Apprentice sought for Leonardo da Vinci!

Following extensive efforts, the Project Development Center, PROGEM, has completed its 'Da Vinci Bridge Documentary', which tells the story of the Golden Horn bridge designed for Istanbul by the famous painter. The debate sparked by the project has continued with the release of the film, which proposes reviving the bridge by mounting a competition to motivate architects.
Regarded as the greatest artist the world has ever seen, Leonardo da Vinci describes the bridge he designed for the Golden Horn in a letter he wrote to the Ottoman Sultan Beyazıd II. Arriving in Istanbul in 1502, the letter languished for centuries in a remote corner of the imperial archives. Only in 1952, exactly 450 years from the date it was received, was it finally understood to have come from Leonardo.
The two different drawings, one of which is a bird's-eye view, are explained in detail in Leonardo's own hand: “The bridge, which stretches from Pera to Constantinople, is 40 braccia (1 meter = 1.64 braccia)  wide, 70 braccia high above the water, and 600 braccia long, in other words, 400 braccia over the water and 200 over land, and thus has its own abutments.”

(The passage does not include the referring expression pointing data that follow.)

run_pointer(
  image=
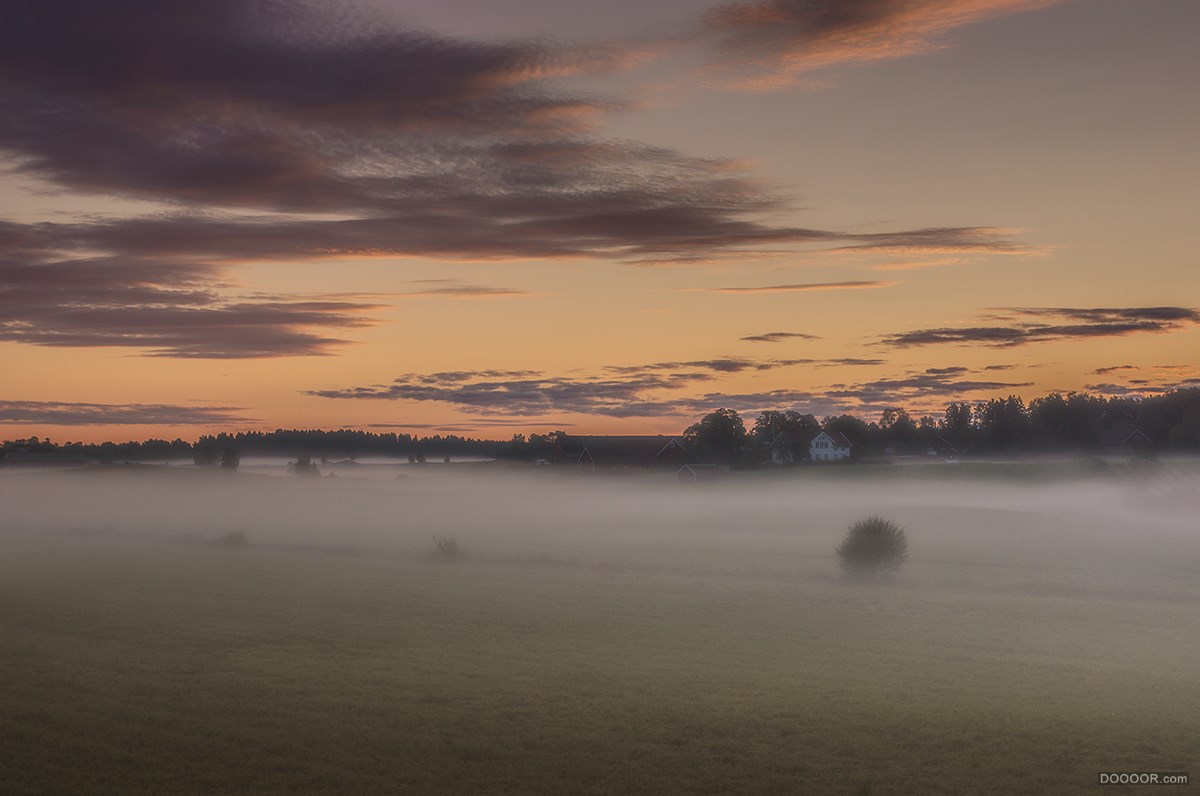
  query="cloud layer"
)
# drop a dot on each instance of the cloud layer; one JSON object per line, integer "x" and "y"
{"x": 292, "y": 132}
{"x": 87, "y": 414}
{"x": 768, "y": 43}
{"x": 1042, "y": 324}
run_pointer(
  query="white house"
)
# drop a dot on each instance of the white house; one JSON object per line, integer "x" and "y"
{"x": 822, "y": 446}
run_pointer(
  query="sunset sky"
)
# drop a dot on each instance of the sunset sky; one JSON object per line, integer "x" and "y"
{"x": 486, "y": 217}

Once it was realized that the drawings, designed to be the biggest and most beautiful bridge ever seen in the world to that day, were by Leonardo da Vinci, the question arose  as to whether or not it could actually be constructed.  In the end, it was a Norwegian artist, Vebjörn Sand, who first introduced this bridge to the world. In 2001 in the town of Aas near Oslo, Sand had the bridge built, at one-fourth its original size, as a highway overpass. The same artist later drew attention to the problem of global warming by fashioning a model of the bridge out of ice at the South Pole. And last new year's, he created the same bridge, again out of ice, this time on the square in front of the United Nations Headquarters in New York City, his aim again to draw attention to the modern crisis of global warming.
The Da Vinci Bridge Documentary argues that it behooves Turkey to revive the bridge project and proposes that a competition, open to all the world's architects, be mounted to this end.  What architect doesn't dream of entering a competition in memory of Leonardo da Vinci? Of becoming, if you will, the great master's 'apprentice'?